NAMIC: States Seem Amenable To Less Regulation
NU Online News Service, Oct. 6, 10:18 a.m. EDT?States seem to be growing supportive of less intrusive regulation of insurance, especially as it deals with setting rates, a National Association of Mutual Insurance Companies official told securities regulators.[@@]
NAMIC Senior Vice President for State and Regulatory Affairs Roger H. Schmelzer said another "underreported" major trend in insurance public policy is "a subtle shift of power" from regulators to state legislators with respect to where insurance public policy originates."

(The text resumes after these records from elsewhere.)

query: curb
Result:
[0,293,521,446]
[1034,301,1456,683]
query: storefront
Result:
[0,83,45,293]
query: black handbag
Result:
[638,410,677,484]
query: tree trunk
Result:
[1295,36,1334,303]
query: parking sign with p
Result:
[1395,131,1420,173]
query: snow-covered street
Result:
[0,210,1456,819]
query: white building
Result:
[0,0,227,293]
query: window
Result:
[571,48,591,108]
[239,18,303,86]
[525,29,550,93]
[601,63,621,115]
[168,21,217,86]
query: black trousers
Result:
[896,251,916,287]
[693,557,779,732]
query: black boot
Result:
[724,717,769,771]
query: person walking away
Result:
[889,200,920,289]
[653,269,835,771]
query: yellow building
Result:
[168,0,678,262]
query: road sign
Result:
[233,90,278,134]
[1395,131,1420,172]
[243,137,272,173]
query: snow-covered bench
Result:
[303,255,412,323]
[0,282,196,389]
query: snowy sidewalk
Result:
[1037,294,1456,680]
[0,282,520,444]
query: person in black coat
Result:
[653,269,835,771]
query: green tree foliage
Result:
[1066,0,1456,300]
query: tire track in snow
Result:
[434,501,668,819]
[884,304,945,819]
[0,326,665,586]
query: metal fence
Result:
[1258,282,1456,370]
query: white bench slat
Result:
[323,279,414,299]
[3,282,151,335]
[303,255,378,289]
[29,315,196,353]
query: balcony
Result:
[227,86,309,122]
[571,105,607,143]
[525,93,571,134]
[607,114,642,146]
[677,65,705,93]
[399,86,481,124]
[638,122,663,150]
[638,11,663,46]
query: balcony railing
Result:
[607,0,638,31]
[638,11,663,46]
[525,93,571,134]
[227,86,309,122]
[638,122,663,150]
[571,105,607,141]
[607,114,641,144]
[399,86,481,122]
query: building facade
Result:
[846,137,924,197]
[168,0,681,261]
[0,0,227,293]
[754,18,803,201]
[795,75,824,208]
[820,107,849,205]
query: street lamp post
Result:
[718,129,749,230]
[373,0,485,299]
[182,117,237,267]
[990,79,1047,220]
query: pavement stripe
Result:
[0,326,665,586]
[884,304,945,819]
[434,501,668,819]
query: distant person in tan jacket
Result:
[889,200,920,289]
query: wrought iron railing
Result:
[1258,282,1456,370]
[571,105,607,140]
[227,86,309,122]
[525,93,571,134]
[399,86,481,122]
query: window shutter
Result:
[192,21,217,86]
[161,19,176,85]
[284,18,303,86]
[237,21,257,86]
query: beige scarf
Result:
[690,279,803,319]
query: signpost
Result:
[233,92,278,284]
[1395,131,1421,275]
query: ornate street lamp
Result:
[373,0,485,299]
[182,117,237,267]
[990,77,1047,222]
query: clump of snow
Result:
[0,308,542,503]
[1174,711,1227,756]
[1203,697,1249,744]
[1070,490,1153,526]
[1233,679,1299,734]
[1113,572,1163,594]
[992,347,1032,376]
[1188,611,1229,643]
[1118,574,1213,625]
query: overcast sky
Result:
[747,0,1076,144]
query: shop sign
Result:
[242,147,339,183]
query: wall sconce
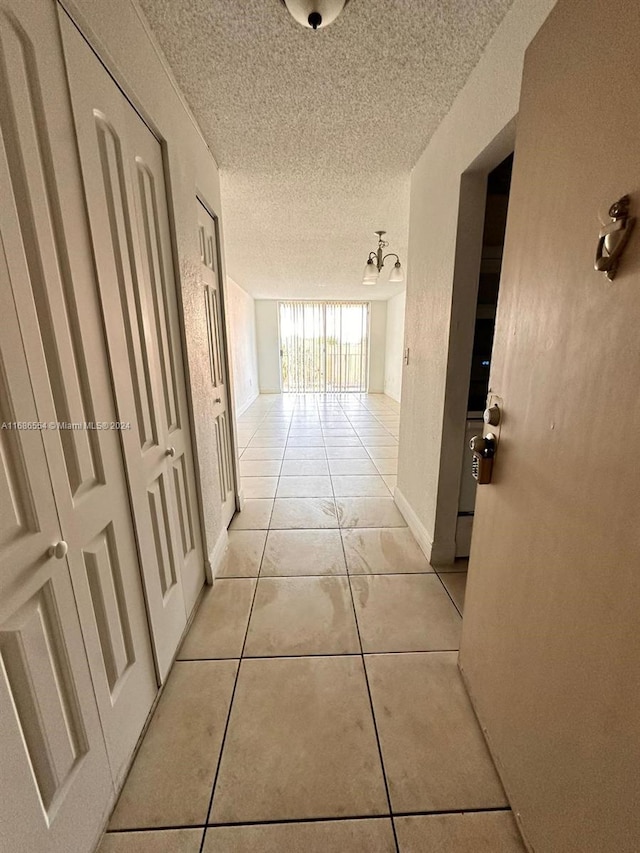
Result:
[362,231,404,286]
[282,0,349,30]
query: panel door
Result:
[198,201,236,525]
[0,2,157,780]
[61,14,203,679]
[0,208,113,853]
[461,0,640,853]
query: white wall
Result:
[384,291,406,401]
[225,276,260,415]
[396,0,554,561]
[369,301,387,394]
[255,299,281,394]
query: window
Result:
[280,302,369,393]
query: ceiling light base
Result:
[281,0,349,30]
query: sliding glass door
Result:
[280,302,369,393]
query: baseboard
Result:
[236,391,260,418]
[207,527,229,584]
[393,486,433,562]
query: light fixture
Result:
[282,0,349,30]
[362,231,404,286]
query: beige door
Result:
[461,0,640,853]
[61,15,204,679]
[198,201,236,525]
[0,2,157,780]
[0,190,112,853]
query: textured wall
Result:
[256,299,280,394]
[64,0,228,592]
[225,276,260,414]
[384,291,406,400]
[369,302,387,394]
[398,0,554,560]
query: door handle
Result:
[47,539,69,560]
[469,432,498,486]
[594,195,636,281]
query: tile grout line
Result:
[340,516,400,853]
[108,806,513,835]
[199,392,298,853]
[198,490,273,853]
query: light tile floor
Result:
[100,395,524,853]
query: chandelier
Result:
[362,231,404,285]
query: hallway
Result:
[100,395,524,853]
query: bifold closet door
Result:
[0,158,113,853]
[61,13,204,679]
[0,0,157,804]
[197,200,236,526]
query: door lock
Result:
[469,432,498,486]
[482,403,500,426]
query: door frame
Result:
[431,116,517,565]
[195,190,244,516]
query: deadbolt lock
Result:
[469,432,498,486]
[483,403,500,426]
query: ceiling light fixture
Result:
[282,0,349,30]
[362,231,404,286]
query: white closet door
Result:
[0,196,113,853]
[0,0,157,781]
[61,15,204,678]
[197,201,236,525]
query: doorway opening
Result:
[279,302,369,394]
[456,154,513,558]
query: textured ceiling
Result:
[139,0,512,299]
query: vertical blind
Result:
[280,302,369,393]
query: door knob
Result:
[469,432,498,486]
[47,539,69,560]
[483,403,500,426]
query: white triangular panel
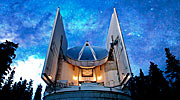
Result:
[106,8,131,84]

Mr. Schmelzer made his comments at the annual meeting of the National Association of Securities Administrators Association (NASAA), held in Scottsdale, Ariz.
"There is an emerging consensus that insurance regulation should not impede marketplace competition," Mr. Schmelzer said, pointing to legislative action in numerous states over the past several years to liberalize rate-making laws.
"States such as New Jersey and Louisiana have watched their markets shrink and have actually done something about it." He noted that Reps. Mike Oxley, R-Ohio, and Richard Baker, R-La., chairman of the House Financial Services Committee and its key Capital Markets Subcommittee, respectively, "have even recognized open rating competition in their initial draft of the SMART bill (the State Modernization and Regulatory Transparency Act)."
Regarding the perceived shift in power from state regulators to legislators, Mr. Schmelzer said, "Legislators now embrace the reality that they set public policy in their states and insurance regulators administer it."
He cited efforts of the National Conference of Insurance Legislators (NCOIL) to create model legislation on commercial and personal lines rate modernization, portions of which are now law in 24 states, as well as a recently approved market conduct model that has been endorsed by the National Association of Insurance Commissioners (NAIC).
He also took note of the work of NCOIL to approve model legislation on credit-based insurance scoring, saying that the NCOIL model is now law in 24 states.
While not commonly thought of as reform, Mr. Schmelzer said it "is tangible evidence that states are taking responsibility for their regulatory environments. This is what they need to be doing and not a moment too soon."